On Monday May 5, [email protected] wrote:
> On Mon, May 05, 2008 at 09:22:49AM +1000, Neil Brown wrote:
> > Now it could be argued that this permission test is really a dumb idea
> > that buys nothing and costs much. And if you were to queue a patch to
> > get rid of it, I doubt you would get any objections .... certainly not
> > from me :-)
> Dumb idea or not, it looks like it's explicitly documented in
> " subtree checking is also used to make sure that files
> inside directories to which only root has access can only be
> accessed if the filesystem is exported with no_root_squash
> (see below), even if the file itself allows more general
> So as much as I'd like to I'm not comfortable silently turning off that
> I suppose we could choose to acquire those capabilities only in the
> no_subtree_check case.
If only it were that easy ;-)
reconnect_path potentially requires both 'r' and 'x' permission on
parent directories. 'r' to be able to read the directory to find the
name of the object being reconnected, and 'x' to do the lookup which
effects the reconnect.
To fix the current bug properly, reconnect_path still needs to bypass
normal permission checks even when subtree_check is in effect, so it
can be sure of getting read permission on the parent directory.

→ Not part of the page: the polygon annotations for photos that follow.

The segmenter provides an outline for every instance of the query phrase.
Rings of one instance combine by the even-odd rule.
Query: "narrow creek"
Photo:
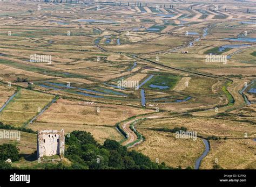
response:
[[[3,105],[3,106],[2,106],[0,108],[0,112],[2,112],[2,111],[3,110],[4,110],[4,109],[5,107],[5,106],[6,106],[6,105],[8,104],[8,103],[10,103],[10,102],[14,98],[14,97],[15,97],[15,96],[17,95],[17,94],[18,94],[18,91],[16,92],[14,94],[14,95],[12,95],[11,97],[10,97],[10,98],[8,99],[8,100],[7,100],[7,101],[5,102],[5,103],[4,103],[4,104]]]
[[[57,100],[57,99],[56,99],[55,98],[54,99],[53,99],[52,100],[52,101],[51,102],[51,103],[48,103],[48,104],[47,104],[47,105],[45,106],[45,107],[44,109],[43,109],[43,110],[41,110],[41,111],[37,115],[36,115],[35,117],[34,117],[33,118],[33,119],[32,119],[30,120],[30,121],[29,121],[29,124],[28,124],[28,125],[30,124],[32,124],[33,121],[35,121],[39,116],[40,116],[41,115],[42,115],[42,114],[43,114],[43,113],[44,112],[44,111],[45,111],[45,110],[46,110],[47,109],[48,109],[48,107],[49,107],[50,106],[51,106],[51,105],[52,104],[52,103],[55,103],[56,100]]]

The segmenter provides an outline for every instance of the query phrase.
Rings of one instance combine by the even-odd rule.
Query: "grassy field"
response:
[[[211,150],[203,160],[201,169],[212,169],[215,161],[224,169],[256,169],[255,142],[252,140],[211,140],[210,144]]]
[[[140,128],[138,131],[146,140],[133,149],[149,156],[152,161],[164,162],[168,166],[193,168],[196,160],[204,150],[204,143],[200,139],[196,141],[176,139],[173,133]]]

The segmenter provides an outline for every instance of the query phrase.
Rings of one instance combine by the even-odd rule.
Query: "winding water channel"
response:
[[[14,93],[14,95],[12,95],[11,97],[10,97],[9,99],[5,102],[5,103],[4,103],[4,104],[3,105],[3,106],[2,106],[0,108],[0,112],[2,112],[2,111],[3,110],[4,110],[4,109],[5,107],[5,106],[6,106],[6,105],[8,104],[8,103],[10,103],[10,102],[14,98],[14,97],[15,97],[15,96],[17,95],[17,94],[18,94],[17,91],[15,93]]]
[[[200,156],[200,157],[197,159],[197,160],[196,161],[196,164],[195,164],[195,166],[194,166],[194,169],[199,169],[199,167],[200,167],[200,164],[201,163],[201,162],[203,160],[203,159],[204,159],[206,155],[207,154],[208,154],[208,153],[209,153],[210,152],[210,143],[209,142],[208,142],[208,141],[207,141],[206,139],[203,139],[203,141],[204,141],[204,143],[205,145],[205,150],[204,151],[204,153],[203,153],[202,155],[201,156]]]

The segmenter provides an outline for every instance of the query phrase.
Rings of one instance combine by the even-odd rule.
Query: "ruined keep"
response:
[[[39,131],[37,132],[37,159],[59,155],[64,158],[65,135],[63,129]]]

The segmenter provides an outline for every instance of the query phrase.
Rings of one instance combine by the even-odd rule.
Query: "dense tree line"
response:
[[[5,162],[5,161],[8,159],[11,159],[12,162],[19,160],[19,151],[18,148],[13,144],[4,143],[0,145],[0,169],[12,169],[11,164]]]

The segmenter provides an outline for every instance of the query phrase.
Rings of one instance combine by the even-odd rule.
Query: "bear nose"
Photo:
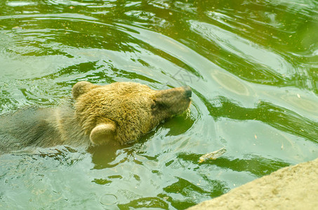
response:
[[[192,95],[192,91],[191,90],[190,87],[185,86],[185,87],[183,87],[183,88],[185,89],[185,97],[190,98]]]

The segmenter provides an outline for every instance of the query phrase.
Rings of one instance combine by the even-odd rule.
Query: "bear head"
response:
[[[117,82],[106,85],[81,81],[72,93],[75,115],[97,145],[131,143],[160,122],[189,108],[190,87],[154,90],[145,85]]]

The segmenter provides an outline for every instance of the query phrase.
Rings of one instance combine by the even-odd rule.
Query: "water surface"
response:
[[[184,209],[318,157],[317,2],[198,1],[0,2],[0,113],[81,80],[193,90],[134,145],[0,156],[0,209]]]

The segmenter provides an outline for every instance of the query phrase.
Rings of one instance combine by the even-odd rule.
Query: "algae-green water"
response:
[[[318,3],[0,1],[0,113],[81,80],[192,103],[133,145],[0,156],[0,209],[184,209],[318,157]]]

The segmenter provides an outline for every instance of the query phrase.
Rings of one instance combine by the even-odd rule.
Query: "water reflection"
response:
[[[1,1],[1,113],[58,106],[79,80],[187,85],[193,94],[187,115],[134,145],[0,156],[0,208],[183,209],[317,158],[317,8],[314,0]],[[223,146],[226,155],[197,164]]]

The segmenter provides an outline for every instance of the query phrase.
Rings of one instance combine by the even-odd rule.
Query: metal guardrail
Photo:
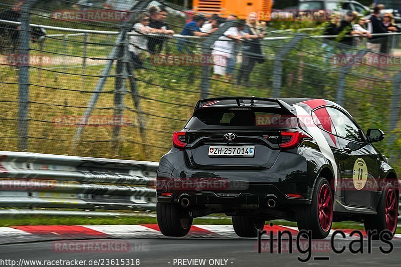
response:
[[[158,166],[0,151],[0,207],[153,211]]]

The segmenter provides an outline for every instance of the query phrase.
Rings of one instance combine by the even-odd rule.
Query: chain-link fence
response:
[[[302,97],[336,101],[364,129],[383,129],[378,145],[397,163],[399,35],[376,37],[388,55],[359,37],[352,47],[219,18],[198,37],[202,19],[179,7],[98,2],[0,5],[0,150],[157,161],[199,98]],[[165,23],[153,20],[163,12]],[[223,36],[235,29],[241,40]]]

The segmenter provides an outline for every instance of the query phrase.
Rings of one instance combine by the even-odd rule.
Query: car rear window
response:
[[[227,128],[297,128],[296,118],[273,110],[251,108],[210,108],[197,110],[189,120],[187,129],[222,129]]]

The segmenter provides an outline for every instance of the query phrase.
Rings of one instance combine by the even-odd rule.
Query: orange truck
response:
[[[269,21],[272,0],[193,0],[192,10],[206,15],[217,14],[227,18],[235,14],[246,19],[251,12],[256,12],[259,20]]]

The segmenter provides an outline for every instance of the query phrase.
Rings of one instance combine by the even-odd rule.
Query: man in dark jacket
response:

There is another way .... but it would need careful consideration.
While the dentry returned by exportfs_decode_fh (for a directory) must
be connected in the dcache tree, it does *not* need to have a correct
name. All that is needed is that d_parent is correct (this is used,
as mentioned before, to correctly lock directory renames).
We can leave the dentry unhashed but with a correct d_parent pointer.
If the directory is ever access by name, d_slice_alias will be called
and this will update the name in the dentry to be correct.
We could then get rid of exportfs_get_name and the call to
lookup_one_len, and add some dcache magic after the ->get_parent call
to make 'pd' an anonymous child of 'ppd'.
Some matching changes to d_splice_alias should finish the task.
Does this seem sane to anyone else? Is it worth a try?